HUMBLE ME NURSES! I know there's gonna be cases like this in my nursing career but I gotta learn and deal with this bravely now.

First bolded statement: these are not "other peoples' expectations of you"....these are YOUR expectations of other peoples' expectations of you. See the difference? You assume that's how everyone sees you, and it probably couldn't be further from the truth.

Second bolded statement: You mean that ***** had the nerve to SMILE at you, when you were working so hard to ignore and avoid her? Shame on her. :rolleyes: I just HATE friendly gestures like smiling.

I really could have a field day analyzing your post with all the theories I've learned in class, but I have homework to do.

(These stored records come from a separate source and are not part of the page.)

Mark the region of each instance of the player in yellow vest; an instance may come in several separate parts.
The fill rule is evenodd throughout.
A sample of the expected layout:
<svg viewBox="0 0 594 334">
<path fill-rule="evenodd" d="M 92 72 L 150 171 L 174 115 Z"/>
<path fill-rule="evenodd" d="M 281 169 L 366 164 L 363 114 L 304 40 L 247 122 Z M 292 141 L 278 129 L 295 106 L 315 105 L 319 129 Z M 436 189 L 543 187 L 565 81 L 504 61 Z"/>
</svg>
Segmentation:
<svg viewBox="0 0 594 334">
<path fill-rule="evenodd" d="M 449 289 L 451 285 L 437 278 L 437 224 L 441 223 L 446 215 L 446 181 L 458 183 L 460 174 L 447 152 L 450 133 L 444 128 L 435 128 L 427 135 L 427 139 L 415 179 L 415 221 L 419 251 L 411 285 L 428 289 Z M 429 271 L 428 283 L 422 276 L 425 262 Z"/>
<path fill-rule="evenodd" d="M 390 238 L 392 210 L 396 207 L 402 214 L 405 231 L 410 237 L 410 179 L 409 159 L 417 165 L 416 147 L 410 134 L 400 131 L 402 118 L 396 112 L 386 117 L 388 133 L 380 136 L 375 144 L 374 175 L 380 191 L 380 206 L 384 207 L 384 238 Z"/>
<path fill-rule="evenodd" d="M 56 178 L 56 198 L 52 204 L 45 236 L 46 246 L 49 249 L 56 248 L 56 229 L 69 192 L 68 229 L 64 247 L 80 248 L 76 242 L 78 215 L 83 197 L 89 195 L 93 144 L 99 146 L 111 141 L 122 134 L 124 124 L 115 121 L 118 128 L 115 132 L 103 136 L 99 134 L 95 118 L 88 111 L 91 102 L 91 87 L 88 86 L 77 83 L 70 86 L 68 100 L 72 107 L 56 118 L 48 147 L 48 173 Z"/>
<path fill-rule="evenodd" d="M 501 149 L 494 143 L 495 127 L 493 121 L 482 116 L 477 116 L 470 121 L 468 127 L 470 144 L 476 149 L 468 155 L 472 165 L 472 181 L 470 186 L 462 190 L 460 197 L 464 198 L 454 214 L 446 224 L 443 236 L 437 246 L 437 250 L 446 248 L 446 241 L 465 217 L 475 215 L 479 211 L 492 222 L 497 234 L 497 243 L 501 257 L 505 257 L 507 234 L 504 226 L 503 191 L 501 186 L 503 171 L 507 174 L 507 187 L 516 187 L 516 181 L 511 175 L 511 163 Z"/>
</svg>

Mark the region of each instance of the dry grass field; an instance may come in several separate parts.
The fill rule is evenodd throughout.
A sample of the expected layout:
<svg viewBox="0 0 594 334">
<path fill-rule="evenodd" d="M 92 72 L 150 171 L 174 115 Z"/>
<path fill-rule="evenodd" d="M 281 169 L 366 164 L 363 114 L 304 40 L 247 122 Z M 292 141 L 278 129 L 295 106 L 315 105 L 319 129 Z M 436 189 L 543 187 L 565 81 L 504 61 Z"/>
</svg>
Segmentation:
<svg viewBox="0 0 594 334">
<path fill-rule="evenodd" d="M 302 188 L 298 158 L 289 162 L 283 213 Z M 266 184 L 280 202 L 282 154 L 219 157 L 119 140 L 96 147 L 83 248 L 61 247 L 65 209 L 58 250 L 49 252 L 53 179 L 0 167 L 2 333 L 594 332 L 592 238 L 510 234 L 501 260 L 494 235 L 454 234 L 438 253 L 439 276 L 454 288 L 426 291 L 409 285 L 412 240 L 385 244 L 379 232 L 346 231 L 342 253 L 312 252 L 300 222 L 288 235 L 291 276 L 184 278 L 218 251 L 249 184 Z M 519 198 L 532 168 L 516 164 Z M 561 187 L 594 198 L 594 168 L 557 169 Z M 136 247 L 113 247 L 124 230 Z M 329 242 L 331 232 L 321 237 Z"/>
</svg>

Also...I would be tripping over my feet to thank someone telling me how to work the coffee machine. I've never owned one or ever used one before. All washing machines are different and some have stupid quirks.

Shut your mouth up and learn what this woman has to teach you. :D You may be surprised.

And definitely, as a nursing student...you don't know more than the nurses.

Specializes in CVICU, Obs/Gyn, Derm, NICU.
I really could have a field day analyzing your post with all the theories I've learned in class, but I have homework to do.

Also...I would be tripping over my feet to thank someone telling me how to work the coffee machine. I've never owned one or ever used one before. All washing machines are different and some have stupid quirks.

Shut your mouth up and learn what this woman has to teach you. :D You may be surprised.

And definitely, as a nursing student...you don't know more than the nurses.

This is inappropriate.

Can you think of a different way of saying that?

How should an educated professional say 'shut your mouth up' ??????